There's a great supporting cast of familiar faces from BBC comedy and drama, the dialogue is convincing enough in its archaic verbosity to fool me, and the subtle horror is genuinely creepy... until it's all spoiled with some lame CGI. That one scene undoes some of the good work, but I'm confident the best is yet to come.
"Geap Manor has always drawn evil to it like a sponge draws water" - Noakes

Something Old ***


The saggy middle of the story and really the least essential to the overall plot, though if you've ever seen one of those old horror anthologies that weave a flimsy thread through completely arbitrary incidents, it's par for the course.

Set in the same troubled house (that's the flimsy thread), in the topping 20s this time, a bunch of spoilt sods who didn't get shot in the war get sozzled and merry in celebration of a young man's engagement. I found this one a disappointment after its predecessor, the apparition of the bride being the most memorable image to take away, though not exactly an original one.
"Never another bride" - Eleanor

The Knocker ****


True to form, the grand finale sees the formerly personality-free audience conduit injected with a backstory and troubles of his own as he takes centre stage. Fitting the old door knocker from the destroyed manor to his residential home, he starts to get woken up late at night by knocking and experiencing other eerie phenomena.

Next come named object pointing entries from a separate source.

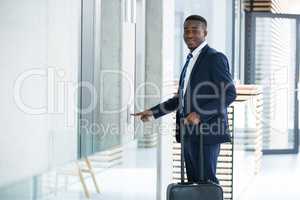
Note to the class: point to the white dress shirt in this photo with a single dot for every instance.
(189, 69)
(192, 62)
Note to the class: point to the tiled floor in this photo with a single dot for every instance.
(135, 179)
(278, 180)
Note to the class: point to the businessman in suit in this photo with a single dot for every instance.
(205, 91)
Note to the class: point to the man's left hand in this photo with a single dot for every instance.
(192, 119)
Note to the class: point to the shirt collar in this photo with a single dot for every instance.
(199, 48)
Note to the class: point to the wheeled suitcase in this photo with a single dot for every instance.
(203, 190)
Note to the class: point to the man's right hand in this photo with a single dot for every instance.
(144, 116)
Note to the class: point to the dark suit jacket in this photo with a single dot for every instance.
(209, 92)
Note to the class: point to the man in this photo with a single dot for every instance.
(205, 91)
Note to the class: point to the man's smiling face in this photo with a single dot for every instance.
(194, 33)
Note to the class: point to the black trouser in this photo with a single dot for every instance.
(191, 156)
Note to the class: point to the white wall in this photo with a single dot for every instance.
(36, 34)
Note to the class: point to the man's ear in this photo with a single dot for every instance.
(205, 32)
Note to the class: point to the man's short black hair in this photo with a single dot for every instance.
(197, 18)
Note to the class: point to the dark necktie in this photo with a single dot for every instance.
(181, 84)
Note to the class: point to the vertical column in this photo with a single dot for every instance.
(109, 77)
(159, 71)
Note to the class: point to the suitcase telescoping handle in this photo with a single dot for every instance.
(201, 153)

There's plenty packed into Mark Gatiss' super-tight script, from unnecessary call-backs to conversations we already remember and realised the significance of to intimations of time travel, and I think it's a great modern taken on the classic formula. We even get to see Derren Brown in a rare acting role with a silly nose.

Gatiss has a reliable track record across multiple genres and I'm always interested to see what crawls out of the shadows of his mind, so more like this will always be welcome.
"That dreadful woman on the telly gets hysterical over bits of bloody dust in the air" - The Curator is not a fan of Yvette Fielding


Misc. odd TV


Tales of Frankenstein ****


This transatlantic co-production between Hammer Studios and Screen Gems, just as the former was making it big in the horror world, is not a precursor to Hammer House of Horror. Apparently produced with minimal input from the London side of things, this feels much more like Universal horrors of the 30s, partly because they reuse some of that footage in the opening, but also the fact that it's in black and white.

This was supposed to be an anthology series, but wasn't picked up. Since this opening episode is your basic re-telling of the Frankenstein story, I have no idea what the other episodes would have looked like, still produced under the 'Frankenstein' banner which the introduction tries to persuade us is a synonym for 'horror.'

As a 27-minute remake of Frankenstein for 50s TV, this episode can't be faulted at all, and looks just like a film (albeit one of an earlier decade). All the gothic hallmarks are there, from the castle silhouetted by lightning to a foggy graveyard and laboratory of bubbling test tubes, and while Anton Diffring's Baron Frankenstein lacks Peter Cushing's sinister edge, it's still a good performance. The monster itself is basically a chubbier take on the Karloff one.
"From the beginning of time, many men have sought the unknown, delving into dark regions where lie those truths which are destined to destroy" - Narrator

The Solarnauts **


I've seen this referred to as the British Star Trek that never was, but really it has a lot more in common with Gerry Anderson's Supermarionation series and generic action series from around this time. A couple of blokes futuristically named Power and Tempo are sent on missions around the solar system to save it from whatever threat shows up, especially from the likes of the villainous Logic (pictured). Even if this had made it to series and I'd seen it in repeats in the 90s, I doubt this golden man in an obvious bald cap would have made it into the roster of terrifying childhood nemeses alongside Jemadah from Watt on Earth and Lord Fear from Knightmare.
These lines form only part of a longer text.